The Delmarva Farmer Comment Page

Protecting Maryland’s NMPs

3.25.2008

Doug Gansler, Maryland’s freshman attorney general, finds himself in shallow water on an outgoing tide.
Gansler powered into office, in Gov. O’Malley’s wake, pledging to muster the full strength of his office to crack down on polluters and clean up the Bay.
He may have ventured too far into the flats.
At the so-called “Poultry Summit” in Salisbury last November, Gansler, in one of the warm-ups for the main attraction, said he believed that all nutrient management plans on file by farmers at the Maryland Department of Agriculture should be available for public review.
(He was later informed, we are told, that the confidentiality of the plans is protected by law, drafted as part of a compromise with the agricultural community to ensure compliance.)
The main attraction at the “summit” as you will recall, was Robert F. Kennedy Jr., the chairman of the board of the Waterkeeper Alliance, who, in a broad attack on the poultry industry, also demanded that the confidentiality of those nutrient management plans (NMPs) be abandoned, claiming that the state law that protects them is unconstitutional.
Waterkeeper and Kennedy’s small army of lawyers subsequently filed suit against MDA to force the NMPs into view.
Also subsequently, Maryland Sen.
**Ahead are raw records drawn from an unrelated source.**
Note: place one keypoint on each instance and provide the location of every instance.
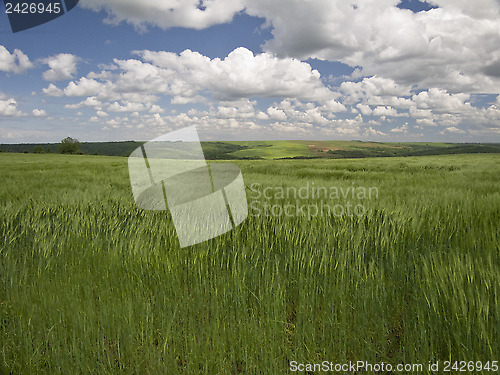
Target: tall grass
(92, 284)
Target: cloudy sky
(384, 70)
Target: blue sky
(384, 70)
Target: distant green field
(90, 284)
(269, 150)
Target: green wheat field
(91, 284)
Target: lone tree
(69, 146)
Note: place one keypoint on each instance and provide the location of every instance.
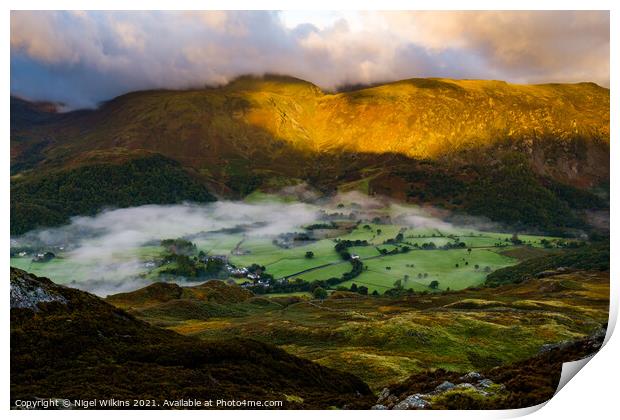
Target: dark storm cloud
(81, 58)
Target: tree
(319, 293)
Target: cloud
(81, 58)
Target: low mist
(106, 253)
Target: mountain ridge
(434, 141)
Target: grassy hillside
(69, 344)
(52, 198)
(385, 339)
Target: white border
(593, 394)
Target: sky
(82, 58)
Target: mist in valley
(106, 253)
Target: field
(424, 254)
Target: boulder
(485, 383)
(444, 386)
(383, 395)
(471, 376)
(412, 402)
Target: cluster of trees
(315, 226)
(180, 254)
(180, 246)
(342, 246)
(398, 250)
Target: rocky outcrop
(28, 292)
(472, 382)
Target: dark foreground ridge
(517, 385)
(72, 345)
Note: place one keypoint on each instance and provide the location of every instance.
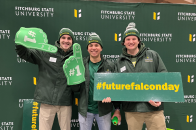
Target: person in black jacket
(52, 90)
(136, 57)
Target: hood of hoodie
(62, 52)
(141, 47)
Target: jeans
(104, 122)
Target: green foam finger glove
(34, 38)
(73, 67)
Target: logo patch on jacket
(148, 59)
(107, 71)
(52, 59)
(123, 69)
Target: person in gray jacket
(136, 57)
(88, 109)
(52, 90)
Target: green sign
(74, 67)
(34, 38)
(30, 115)
(166, 87)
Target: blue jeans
(104, 122)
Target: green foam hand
(34, 38)
(73, 67)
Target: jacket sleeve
(160, 67)
(116, 104)
(30, 55)
(76, 88)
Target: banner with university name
(168, 29)
(164, 87)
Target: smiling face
(94, 49)
(65, 42)
(131, 43)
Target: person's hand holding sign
(74, 67)
(34, 38)
(155, 104)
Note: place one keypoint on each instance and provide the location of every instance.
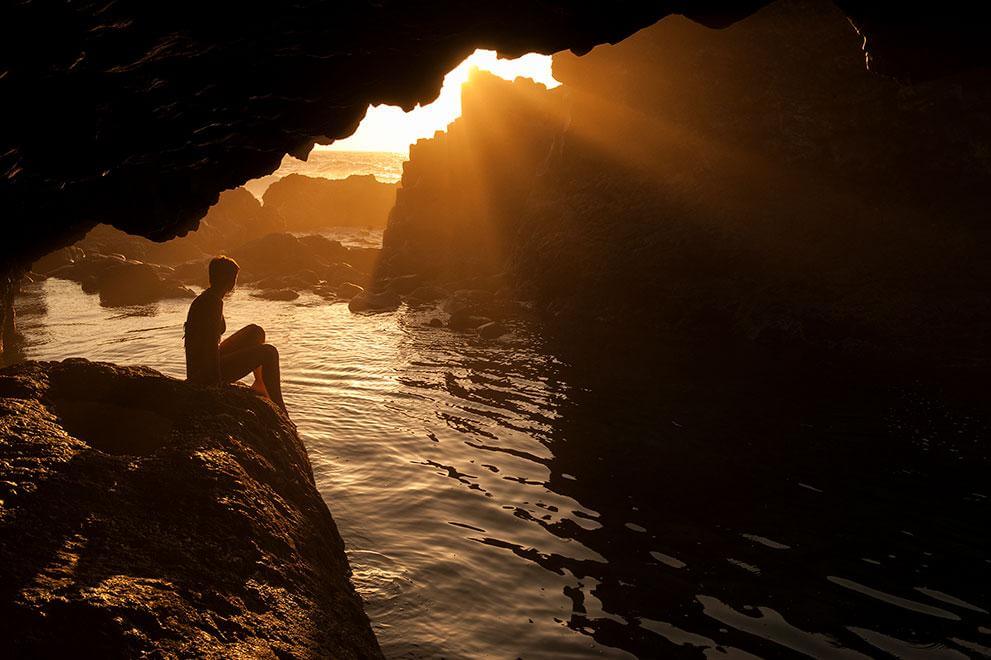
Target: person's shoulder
(207, 301)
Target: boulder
(364, 259)
(308, 203)
(276, 294)
(147, 516)
(277, 255)
(348, 290)
(136, 283)
(367, 301)
(463, 320)
(343, 272)
(57, 259)
(427, 293)
(404, 283)
(469, 300)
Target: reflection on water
(511, 499)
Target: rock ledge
(140, 514)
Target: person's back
(210, 361)
(204, 326)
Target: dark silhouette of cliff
(753, 182)
(312, 203)
(146, 515)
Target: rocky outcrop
(142, 515)
(119, 281)
(236, 218)
(754, 182)
(311, 203)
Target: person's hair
(223, 271)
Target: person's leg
(238, 364)
(249, 335)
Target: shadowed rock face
(144, 514)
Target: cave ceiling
(139, 114)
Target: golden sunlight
(388, 128)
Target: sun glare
(388, 128)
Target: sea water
(524, 498)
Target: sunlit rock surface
(141, 515)
(312, 203)
(138, 114)
(236, 218)
(754, 182)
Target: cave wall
(755, 182)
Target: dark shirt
(204, 326)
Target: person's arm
(216, 325)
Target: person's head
(223, 273)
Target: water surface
(531, 498)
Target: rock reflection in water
(518, 497)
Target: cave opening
(686, 327)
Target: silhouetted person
(209, 360)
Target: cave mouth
(114, 429)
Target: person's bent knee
(257, 333)
(271, 353)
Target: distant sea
(384, 166)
Brian Frosh, a Montgomery County Democrat and avid supporter of environmental legislation, introduced Senate Bill 964 (Agriculture — Nutrient Management Plans — Filing and Release), which would alter the requirements for filing NMPs and require MDA to release copies upon request.
Gansler has a problem. He’s apparently supporting Frosh’s bill. As a matter of fact, Sen. Richard Colburn, an Eastern Shore Republican, in a recent report on legislative activities in Annapolis, referred to Senate Bill 964 as “Mr. Gansler’s law.”
“Why should we move forward on Senate Bill 964,” Sen Colburn asked, “while litigation on the issue (the Waterkeeper suit) is pending in Maryland?”
Our concern here goes beyond the practical impact of two efforts butting heads.
It goes to the nature, the core of Mr. Gansler’s job. It is the responsibility of his office to represent Maryland and it agencies in the courts of law.
It seems to us legally, if not ethically, impossible for his office to lend support to SB 964 while at the same time having to defend the MDA against the Waterkeeper suit.
As attorney general, he can’t have it both ways.